How could you not enjoy the film all the same? I mean who doesn’t love Paul Newman? Scratch that – how could you not be transfixed by Elizabeth Taylor? Not much happened, as Williams intended. Though it didn’t follow the spatial reality of the play, the movie did follow the dramatic unity of time where the duration of what happens onscreen is an accurate representation of the time that would pass in real life. You got a 2 hour glimpse of this seemingly easy life but you could smell the stench of a dying marriage bursting at the seems.

So it’s not that the plots were unsophisticated, twists like The Sting or Charade are known as the most surprising reveals in cinematic history. The audience is led through so many twists and turns to the point that it is unreal in its labyrinthine design. In all honesty, half-way through Cary Grant’s commendable performance, a character within characters, I was lost. But that’s what I love about old films. You get lost in them. It wasn’t about portraying realistic characters or situations that created empathy or relating to what was happening onscreen – which is laudable in the dramas that are produced now. It was about theatricality. It was escapism. You delve into a love story that spans over years, a con that has far too many angles.

There’s a style to these angles. Cinematography was a different practice back then. Frames consisting only of shadows slowly careening down stairs and wide lens to close up quick zooms were dramatic but necessary. Notorious creates chills not just because of Cary Grant and Ingrid Bergman’s heated dynamic but because of how the suspense and calculated rhythm add colour to the Hitchcock classic.

That’s partly why La La Land was so bloody incredible. You escaped into the glamour and glory of an old-style romance story set to original music with continuous cinemascope panoramic shots only to have your heart broken before you leave the cinema. Chazel reminded you of the whirlwind musicality of this romantic dimension and then managed to drag you back to reality by the ankles into the bittersweetness of the world we actually live in. The brutal end of the film is what makes it so phenomenal. It’s that same tinged sentiment you get when you genuinely realise that Ilsa is not going to stay with Rick or when Princess Ann can only smile sweetly at Joe Bradley from afar.
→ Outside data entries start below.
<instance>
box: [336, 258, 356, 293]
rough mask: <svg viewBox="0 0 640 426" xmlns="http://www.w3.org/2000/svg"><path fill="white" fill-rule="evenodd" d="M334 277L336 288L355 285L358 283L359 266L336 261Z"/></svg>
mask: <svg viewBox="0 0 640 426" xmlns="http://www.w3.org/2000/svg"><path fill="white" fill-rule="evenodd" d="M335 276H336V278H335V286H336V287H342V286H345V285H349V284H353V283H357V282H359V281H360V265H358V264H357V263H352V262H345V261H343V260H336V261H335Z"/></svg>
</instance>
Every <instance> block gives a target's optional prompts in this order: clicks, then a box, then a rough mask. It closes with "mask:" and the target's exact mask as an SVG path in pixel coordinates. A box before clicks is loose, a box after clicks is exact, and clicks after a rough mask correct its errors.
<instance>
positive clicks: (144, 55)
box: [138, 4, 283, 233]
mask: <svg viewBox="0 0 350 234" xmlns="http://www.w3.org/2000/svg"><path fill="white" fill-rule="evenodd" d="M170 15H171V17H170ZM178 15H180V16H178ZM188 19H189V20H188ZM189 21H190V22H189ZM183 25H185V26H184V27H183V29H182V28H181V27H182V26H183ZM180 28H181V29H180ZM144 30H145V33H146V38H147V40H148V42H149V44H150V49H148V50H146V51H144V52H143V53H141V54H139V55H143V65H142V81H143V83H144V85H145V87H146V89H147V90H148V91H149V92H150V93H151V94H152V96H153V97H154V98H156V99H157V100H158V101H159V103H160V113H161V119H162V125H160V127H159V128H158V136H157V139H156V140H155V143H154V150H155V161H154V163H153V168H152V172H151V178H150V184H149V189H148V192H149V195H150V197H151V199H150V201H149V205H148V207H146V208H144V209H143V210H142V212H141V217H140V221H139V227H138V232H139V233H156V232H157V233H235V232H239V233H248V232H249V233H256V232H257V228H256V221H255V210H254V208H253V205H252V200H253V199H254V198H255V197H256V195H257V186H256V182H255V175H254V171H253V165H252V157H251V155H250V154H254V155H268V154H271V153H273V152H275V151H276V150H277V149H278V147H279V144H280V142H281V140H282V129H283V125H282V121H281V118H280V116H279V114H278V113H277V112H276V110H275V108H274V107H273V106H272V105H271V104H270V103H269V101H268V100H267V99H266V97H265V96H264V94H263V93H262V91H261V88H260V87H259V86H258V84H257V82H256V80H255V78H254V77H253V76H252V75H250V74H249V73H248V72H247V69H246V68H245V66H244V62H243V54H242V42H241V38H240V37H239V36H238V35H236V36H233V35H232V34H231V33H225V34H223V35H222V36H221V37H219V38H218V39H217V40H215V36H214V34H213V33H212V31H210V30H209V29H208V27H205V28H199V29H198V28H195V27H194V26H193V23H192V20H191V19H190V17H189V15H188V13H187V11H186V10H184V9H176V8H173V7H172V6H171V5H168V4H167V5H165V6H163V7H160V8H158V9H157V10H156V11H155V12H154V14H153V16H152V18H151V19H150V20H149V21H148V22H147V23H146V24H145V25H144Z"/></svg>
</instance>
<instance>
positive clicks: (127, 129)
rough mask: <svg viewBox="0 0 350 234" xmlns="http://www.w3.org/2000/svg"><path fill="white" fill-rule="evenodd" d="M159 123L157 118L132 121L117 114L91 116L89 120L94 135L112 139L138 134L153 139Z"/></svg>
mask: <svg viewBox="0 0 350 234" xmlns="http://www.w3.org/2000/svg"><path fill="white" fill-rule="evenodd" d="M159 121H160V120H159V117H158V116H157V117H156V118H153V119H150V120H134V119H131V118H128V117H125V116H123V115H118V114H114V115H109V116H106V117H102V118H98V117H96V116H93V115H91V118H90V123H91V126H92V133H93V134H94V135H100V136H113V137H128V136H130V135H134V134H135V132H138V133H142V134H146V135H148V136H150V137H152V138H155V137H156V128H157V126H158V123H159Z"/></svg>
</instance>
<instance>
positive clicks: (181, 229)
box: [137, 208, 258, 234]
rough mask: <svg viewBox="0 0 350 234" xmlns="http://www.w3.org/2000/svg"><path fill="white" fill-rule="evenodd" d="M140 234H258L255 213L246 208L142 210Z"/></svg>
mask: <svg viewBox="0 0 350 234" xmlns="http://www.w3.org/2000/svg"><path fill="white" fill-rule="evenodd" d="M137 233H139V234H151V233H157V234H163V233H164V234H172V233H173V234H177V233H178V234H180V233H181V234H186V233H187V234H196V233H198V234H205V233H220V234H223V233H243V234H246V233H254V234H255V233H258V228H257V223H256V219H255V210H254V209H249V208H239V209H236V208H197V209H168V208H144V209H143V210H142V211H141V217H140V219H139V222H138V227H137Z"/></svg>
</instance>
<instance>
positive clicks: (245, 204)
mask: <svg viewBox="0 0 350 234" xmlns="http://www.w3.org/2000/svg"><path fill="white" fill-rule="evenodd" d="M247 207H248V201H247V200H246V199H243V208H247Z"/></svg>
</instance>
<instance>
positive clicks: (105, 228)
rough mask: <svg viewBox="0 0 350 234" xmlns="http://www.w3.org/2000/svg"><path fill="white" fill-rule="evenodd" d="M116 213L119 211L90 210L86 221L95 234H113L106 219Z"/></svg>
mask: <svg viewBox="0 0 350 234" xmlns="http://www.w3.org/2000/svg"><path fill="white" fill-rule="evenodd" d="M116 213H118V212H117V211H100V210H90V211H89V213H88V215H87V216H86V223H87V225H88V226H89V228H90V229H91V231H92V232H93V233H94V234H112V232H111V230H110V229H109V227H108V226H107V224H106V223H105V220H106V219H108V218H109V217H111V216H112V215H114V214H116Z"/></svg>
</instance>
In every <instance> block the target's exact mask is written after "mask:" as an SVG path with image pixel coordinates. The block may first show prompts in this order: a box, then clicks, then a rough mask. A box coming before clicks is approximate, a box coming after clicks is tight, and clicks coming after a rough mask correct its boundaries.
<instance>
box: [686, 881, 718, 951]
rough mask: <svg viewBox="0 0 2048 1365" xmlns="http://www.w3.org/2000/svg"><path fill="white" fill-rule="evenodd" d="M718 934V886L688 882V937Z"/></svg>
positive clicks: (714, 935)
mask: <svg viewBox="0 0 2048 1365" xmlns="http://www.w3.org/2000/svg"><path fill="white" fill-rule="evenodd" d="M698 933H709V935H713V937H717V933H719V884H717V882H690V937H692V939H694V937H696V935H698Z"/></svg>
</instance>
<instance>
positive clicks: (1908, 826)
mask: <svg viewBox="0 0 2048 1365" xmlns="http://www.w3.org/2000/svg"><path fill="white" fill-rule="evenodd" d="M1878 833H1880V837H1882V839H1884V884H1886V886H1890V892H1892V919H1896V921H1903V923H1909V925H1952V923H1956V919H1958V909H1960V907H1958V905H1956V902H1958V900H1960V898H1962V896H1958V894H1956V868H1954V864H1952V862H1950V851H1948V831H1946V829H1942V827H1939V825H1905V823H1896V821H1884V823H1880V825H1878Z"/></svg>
At the same time, you admire the characters for their literature-like rigidity. Anti-heroines, if there is such a term, emerge like Katharine Hepburn’s character Tracy Lord in The Philadelphia Story or Casablanca’s Ilsa Lund and even Scarlett O’Hara in Gone with the Wind . These icons had arrogance and poise and often verged on being pathetic. But the sickness of perfectionism that strings them together is what creates tension. It is their inability to accept human frailty that makes their coldness paradoxically alluring – statuesque. You adore them but you can’t love them, these elusive figures. There’s a distance between you and the characters in the way there isn’t in our generation’s films. You don’t connect with old films the same way you would if you went to the theatre today because you can’t really. You are a mere onlooker, the screen is your window into a similar but strange world. What the film industry has done over the years is to break the window and reach through to the audience’s own experiences and lives.

Sometimes there’s an art to staying behind the glass.